Agree with you there.

[quote]Rational Gaze wrote:
I’m glad that my post hasn’t induced a derail here. I appreciate the thoughtful comments made, I should point out that I was being deliberately contentious. I do enjoy some American comedy: Doug Stanhope, Rich Hall, Reginald D Hunter, Paul Mooney and Dave Chappelle, for example. [/quote]

When You said Paul Mooney it hit me. I know he has written for Pryor and others. I also have read some of his stuff and on paper some of it is funny. But with Stand Up it must be a combination of Delivery, Observation and well Funny. Some people can and do say some damn witty things but if the delivery is off then ehh. And that is how I view Mooney ehh.

[quote]Nards wrote:
I saw Rich Hall on “Q.I” when I was in Glasgow back in July…does he live in the UK now?[/quote]

He lives in London. I think Reginald D Hunter does too.

Mr. Steve Martin.

[quote]jjackkrash wrote:

Mr. Steve Martin.[/quote]
Aw fuck man don’t do this.

[quote]four60 wrote:
When You said Paul Mooney it hit me. I know he has written for Pryor and others. I also have read some of his stuff and on paper some of it is funny. But with Stand Up it must be a combination of Delivery, Observation and well Funny. Some people can and do say some damn witty things but if the delivery is off then ehh. And that is how I view Mooney ehh.[/quote]

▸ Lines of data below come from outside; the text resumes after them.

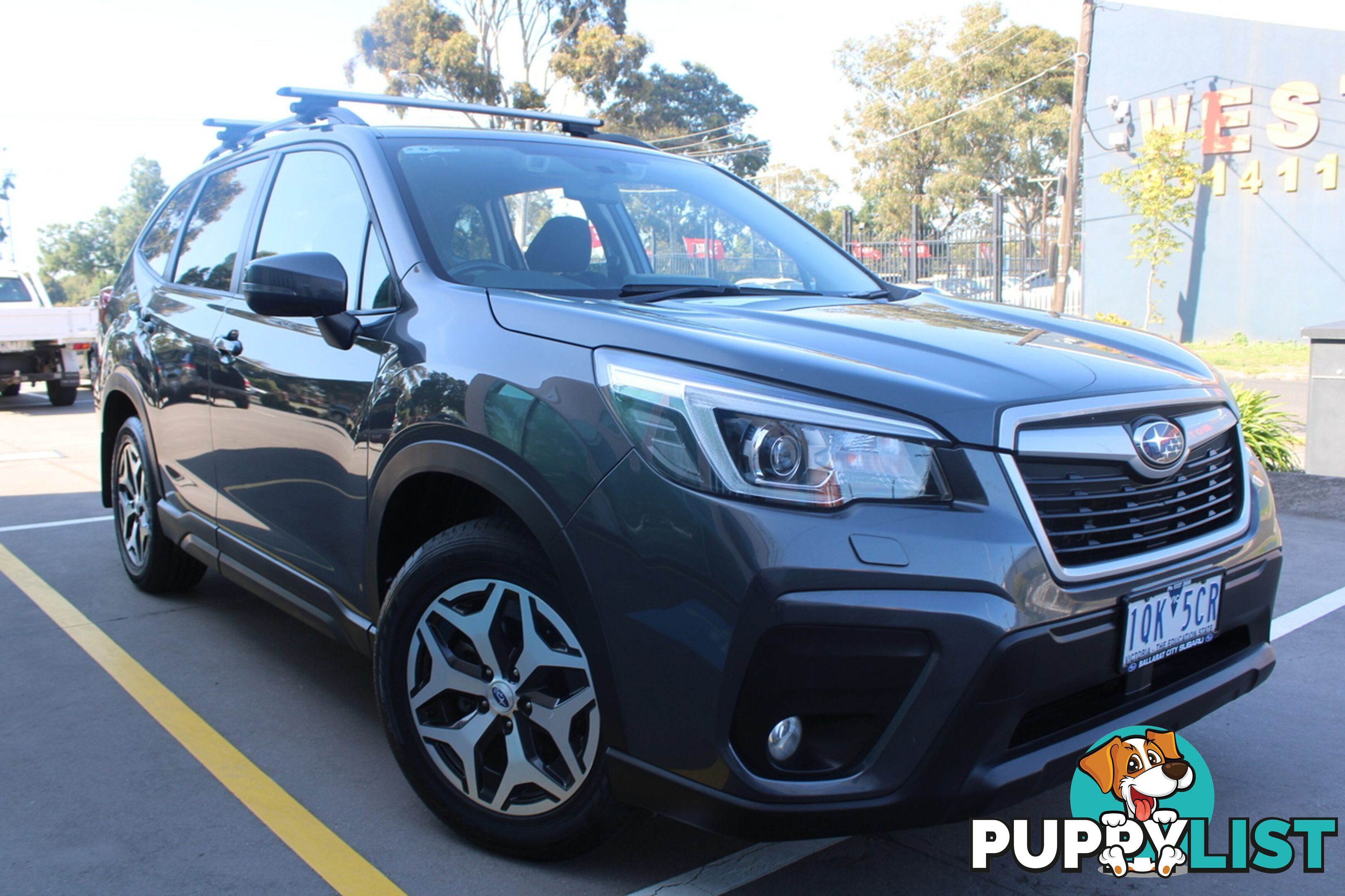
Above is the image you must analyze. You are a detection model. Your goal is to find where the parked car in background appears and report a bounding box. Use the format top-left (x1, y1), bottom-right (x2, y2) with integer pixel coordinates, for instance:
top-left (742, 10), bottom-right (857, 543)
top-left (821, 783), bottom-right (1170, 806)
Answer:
top-left (95, 90), bottom-right (1282, 858)
top-left (1002, 268), bottom-right (1083, 315)
top-left (0, 270), bottom-right (98, 405)
top-left (920, 276), bottom-right (991, 299)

That’s how I view Emo Phillips. I can read his jokes and they will sound funny in my head, but I can’t stand watching him peform his work.

[quote]Nards wrote:

[quote]jjackkrash wrote:

Mr. Steve Martin.[/quote]
Aw fuck man don’t do this.
[/quote]

He was a better version of Jim Carrey in his stand up days. He could make you laugh with a facial expression.

[quote]four60 wrote:

[quote]Rational Gaze wrote:
I’m glad that my post hasn’t induced a derail here. I appreciate the thoughtful comments made, I should point out that I was being deliberately contentious. I do enjoy some American comedy: Doug Stanhope, Rich Hall, Reginald D Hunter, Paul Mooney and Dave Chappelle, for example. [/quote]

When You said Paul Mooney it hit me. I know he has written for Pryor and others. I also have read some of his stuff and on paper some of it is funny. But with Stand Up it must be a combination of Delivery, Observation and well Funny. Some people can and do say some damn witty things but if the delivery is off then ehh. And that is how I view Mooney ehh.[/quote]

I don’t like Mooney either. Same tired shit from him all the time.